In our first reading we see that the disciples are standing before the high priest being accused of blaming the religious people of Jerusalem for the death of Jesus… and they don’t hold back in telling those making the accusations that they are indeed responsible.

This is really important to understand properly.  Some Christians today, will try to tell you that it was the Romans who were responsible for Jesus’ crucifixion.  These Christians make these statements to stand up for Jews and fight against anti-Jewish prejudice. Rome did give the final OK to the crucifixion, but remember how Pilate tried to release Jesus and then washed his hands, symbolically showing that it was not him but the Jews who had Jesus crucified.

Some anti-Semitics have had this blame of the Jews for Jesus’ death as a justification for their prejudice.  Rest assured that we have no right for any such prejudice, and to do so would show grave ignorance of the word of God, the scriptures, and the promises of God to his people, the Israelite nation. 
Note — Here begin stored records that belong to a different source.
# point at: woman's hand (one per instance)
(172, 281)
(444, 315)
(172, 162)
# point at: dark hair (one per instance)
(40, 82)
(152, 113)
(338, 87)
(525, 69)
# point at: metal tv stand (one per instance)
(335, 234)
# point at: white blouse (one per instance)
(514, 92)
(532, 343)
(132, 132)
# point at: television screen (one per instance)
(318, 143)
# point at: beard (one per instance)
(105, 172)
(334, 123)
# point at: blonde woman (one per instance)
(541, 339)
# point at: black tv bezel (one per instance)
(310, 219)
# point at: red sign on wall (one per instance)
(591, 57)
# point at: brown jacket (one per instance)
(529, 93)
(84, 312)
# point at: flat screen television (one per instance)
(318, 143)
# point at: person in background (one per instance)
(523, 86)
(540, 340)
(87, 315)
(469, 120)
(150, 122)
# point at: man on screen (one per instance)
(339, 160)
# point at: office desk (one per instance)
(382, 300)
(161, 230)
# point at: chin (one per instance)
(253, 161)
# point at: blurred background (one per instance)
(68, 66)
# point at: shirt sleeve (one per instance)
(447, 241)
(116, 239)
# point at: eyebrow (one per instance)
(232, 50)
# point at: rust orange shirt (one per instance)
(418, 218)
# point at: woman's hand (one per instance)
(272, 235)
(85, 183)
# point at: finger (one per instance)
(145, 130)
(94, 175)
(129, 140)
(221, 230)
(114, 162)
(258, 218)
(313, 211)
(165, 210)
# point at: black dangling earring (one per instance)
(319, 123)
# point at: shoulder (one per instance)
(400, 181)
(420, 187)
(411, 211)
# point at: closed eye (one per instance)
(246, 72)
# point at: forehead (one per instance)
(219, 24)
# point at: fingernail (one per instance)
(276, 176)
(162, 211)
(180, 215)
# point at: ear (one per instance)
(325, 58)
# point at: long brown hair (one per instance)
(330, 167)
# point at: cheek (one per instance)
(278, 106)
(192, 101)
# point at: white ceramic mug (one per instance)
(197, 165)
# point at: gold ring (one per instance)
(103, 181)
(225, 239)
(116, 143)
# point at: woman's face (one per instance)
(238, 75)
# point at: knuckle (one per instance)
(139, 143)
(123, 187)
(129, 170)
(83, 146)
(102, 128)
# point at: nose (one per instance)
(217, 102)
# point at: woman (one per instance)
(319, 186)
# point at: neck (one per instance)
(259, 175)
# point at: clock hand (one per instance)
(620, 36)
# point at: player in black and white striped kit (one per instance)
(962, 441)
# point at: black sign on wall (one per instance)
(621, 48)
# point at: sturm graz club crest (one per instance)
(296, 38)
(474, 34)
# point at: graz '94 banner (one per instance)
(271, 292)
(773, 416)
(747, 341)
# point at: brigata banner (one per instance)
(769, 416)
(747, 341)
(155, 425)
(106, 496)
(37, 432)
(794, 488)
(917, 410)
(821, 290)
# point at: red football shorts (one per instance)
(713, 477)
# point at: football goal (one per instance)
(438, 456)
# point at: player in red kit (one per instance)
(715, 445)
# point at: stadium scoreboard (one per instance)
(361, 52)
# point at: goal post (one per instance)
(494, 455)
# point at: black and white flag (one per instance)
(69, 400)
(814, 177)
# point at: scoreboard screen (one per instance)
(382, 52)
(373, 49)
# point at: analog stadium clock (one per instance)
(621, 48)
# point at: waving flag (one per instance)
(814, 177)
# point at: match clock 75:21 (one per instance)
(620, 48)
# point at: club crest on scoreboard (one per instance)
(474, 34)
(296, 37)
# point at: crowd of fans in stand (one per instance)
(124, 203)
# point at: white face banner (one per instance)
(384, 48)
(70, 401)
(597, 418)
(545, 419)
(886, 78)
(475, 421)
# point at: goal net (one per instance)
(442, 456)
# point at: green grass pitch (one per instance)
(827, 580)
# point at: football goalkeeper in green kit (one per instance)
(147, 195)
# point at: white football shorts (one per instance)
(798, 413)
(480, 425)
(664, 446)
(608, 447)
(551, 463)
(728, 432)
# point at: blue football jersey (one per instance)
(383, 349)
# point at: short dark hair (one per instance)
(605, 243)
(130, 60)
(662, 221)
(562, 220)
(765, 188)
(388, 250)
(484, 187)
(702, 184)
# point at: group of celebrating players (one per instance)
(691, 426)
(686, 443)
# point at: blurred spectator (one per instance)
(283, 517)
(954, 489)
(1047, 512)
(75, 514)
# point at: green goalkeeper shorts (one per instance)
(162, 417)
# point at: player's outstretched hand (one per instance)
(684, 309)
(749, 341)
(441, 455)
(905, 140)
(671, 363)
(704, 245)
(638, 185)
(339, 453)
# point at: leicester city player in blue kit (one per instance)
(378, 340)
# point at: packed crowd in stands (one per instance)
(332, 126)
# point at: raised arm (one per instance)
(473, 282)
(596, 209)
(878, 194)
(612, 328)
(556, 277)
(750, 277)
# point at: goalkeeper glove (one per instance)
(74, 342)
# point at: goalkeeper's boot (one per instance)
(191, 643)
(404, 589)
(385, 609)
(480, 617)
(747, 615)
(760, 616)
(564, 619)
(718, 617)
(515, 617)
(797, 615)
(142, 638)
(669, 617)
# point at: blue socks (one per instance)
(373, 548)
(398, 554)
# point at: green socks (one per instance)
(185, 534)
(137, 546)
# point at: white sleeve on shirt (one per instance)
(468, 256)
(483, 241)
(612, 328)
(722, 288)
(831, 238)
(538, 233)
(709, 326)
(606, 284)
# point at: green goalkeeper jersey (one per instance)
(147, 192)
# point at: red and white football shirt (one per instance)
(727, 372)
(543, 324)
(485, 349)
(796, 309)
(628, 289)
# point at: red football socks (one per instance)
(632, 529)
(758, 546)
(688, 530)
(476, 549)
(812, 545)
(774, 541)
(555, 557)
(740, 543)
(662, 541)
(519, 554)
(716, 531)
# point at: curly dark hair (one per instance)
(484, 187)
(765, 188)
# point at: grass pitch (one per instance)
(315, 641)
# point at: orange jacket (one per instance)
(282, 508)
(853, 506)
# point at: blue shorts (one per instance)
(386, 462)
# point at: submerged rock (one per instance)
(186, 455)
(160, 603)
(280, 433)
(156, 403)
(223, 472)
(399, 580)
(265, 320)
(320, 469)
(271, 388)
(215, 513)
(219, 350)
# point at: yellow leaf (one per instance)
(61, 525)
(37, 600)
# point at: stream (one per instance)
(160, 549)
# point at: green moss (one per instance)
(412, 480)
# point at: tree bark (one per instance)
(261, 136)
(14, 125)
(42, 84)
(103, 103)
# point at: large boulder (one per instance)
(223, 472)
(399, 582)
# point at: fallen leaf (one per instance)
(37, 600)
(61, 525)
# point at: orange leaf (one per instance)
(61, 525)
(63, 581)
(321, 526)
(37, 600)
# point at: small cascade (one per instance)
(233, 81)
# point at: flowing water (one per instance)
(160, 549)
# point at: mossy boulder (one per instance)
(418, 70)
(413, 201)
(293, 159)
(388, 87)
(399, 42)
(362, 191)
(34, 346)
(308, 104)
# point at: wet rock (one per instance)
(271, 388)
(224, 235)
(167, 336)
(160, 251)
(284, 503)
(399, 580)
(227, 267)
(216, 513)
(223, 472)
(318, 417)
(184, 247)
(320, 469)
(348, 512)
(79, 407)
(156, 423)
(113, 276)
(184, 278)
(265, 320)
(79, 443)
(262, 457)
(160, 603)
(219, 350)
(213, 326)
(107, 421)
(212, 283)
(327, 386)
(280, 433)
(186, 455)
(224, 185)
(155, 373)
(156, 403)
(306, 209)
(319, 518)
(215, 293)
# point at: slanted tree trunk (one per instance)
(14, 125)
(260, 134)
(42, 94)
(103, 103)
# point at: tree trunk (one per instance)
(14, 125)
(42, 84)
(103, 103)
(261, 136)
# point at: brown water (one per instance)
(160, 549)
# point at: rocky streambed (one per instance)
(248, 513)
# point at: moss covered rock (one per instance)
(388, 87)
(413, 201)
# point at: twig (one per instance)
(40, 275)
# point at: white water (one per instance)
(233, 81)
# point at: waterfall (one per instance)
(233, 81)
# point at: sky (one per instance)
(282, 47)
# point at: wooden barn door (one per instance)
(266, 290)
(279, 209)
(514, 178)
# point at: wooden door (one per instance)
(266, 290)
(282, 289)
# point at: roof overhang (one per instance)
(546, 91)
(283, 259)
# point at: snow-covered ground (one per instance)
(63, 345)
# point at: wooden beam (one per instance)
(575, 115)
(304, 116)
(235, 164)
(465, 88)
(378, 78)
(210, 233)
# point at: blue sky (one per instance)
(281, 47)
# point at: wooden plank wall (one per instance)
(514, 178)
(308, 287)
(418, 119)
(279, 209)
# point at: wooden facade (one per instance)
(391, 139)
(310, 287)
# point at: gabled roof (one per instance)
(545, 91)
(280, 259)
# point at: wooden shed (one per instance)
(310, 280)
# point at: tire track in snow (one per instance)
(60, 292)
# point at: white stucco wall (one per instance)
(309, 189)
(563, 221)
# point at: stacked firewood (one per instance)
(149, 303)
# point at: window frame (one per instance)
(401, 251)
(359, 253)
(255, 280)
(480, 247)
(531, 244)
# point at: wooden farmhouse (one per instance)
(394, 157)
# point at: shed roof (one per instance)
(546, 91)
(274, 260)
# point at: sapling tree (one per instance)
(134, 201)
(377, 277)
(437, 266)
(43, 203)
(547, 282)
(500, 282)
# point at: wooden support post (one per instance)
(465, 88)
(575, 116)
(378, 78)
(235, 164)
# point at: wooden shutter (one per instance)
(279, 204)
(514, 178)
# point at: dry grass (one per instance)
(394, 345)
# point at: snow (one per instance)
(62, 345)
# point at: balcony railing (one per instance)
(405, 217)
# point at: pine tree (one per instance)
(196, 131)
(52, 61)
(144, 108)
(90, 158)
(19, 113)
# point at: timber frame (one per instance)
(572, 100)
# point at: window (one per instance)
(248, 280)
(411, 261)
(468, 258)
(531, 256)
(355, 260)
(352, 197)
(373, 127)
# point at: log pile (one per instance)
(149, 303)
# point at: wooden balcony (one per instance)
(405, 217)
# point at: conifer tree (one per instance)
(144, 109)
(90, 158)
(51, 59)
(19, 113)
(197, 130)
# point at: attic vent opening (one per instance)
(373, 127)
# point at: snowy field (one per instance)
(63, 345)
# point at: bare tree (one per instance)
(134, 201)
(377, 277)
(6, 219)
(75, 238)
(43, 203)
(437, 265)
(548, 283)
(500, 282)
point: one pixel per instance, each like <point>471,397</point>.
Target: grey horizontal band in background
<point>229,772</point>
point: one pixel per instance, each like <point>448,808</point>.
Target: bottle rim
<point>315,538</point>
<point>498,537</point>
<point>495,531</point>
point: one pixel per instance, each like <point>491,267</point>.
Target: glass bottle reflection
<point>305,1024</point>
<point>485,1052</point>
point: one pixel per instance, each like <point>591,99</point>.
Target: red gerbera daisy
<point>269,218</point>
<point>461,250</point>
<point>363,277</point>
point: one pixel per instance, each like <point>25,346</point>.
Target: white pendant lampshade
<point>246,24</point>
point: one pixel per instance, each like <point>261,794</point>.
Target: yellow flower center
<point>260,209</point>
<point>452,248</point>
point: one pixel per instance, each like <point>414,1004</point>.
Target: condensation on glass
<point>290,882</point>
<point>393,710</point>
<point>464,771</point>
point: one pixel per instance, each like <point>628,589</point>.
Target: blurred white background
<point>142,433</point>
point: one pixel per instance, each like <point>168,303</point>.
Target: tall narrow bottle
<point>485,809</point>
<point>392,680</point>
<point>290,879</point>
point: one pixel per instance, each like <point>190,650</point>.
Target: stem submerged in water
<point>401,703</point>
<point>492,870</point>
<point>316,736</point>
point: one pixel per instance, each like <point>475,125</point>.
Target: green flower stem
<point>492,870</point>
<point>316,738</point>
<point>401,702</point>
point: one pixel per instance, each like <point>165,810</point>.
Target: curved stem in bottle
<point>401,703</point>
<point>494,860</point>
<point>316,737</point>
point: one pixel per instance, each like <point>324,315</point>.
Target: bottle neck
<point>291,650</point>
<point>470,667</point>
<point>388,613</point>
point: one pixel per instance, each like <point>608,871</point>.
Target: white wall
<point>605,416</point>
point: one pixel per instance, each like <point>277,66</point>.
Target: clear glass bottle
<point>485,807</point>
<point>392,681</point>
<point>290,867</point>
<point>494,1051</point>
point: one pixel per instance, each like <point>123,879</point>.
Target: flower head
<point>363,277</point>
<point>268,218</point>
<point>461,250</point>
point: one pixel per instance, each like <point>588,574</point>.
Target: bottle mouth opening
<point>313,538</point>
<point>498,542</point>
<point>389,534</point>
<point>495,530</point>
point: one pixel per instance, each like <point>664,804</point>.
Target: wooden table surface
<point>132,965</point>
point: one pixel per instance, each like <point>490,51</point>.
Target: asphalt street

It is important that we understand that it was Jesus own people who rejected him and handed him over to be crucified.  This is written in the scriptures both in prophecy before Jesus’ death and in the accounts written by eye witnesses, after the death of Jesus.  His blood was on their hands and it is also on ours – because it is for OUR sins that he died…  and we too are guilty of rejecting Christ.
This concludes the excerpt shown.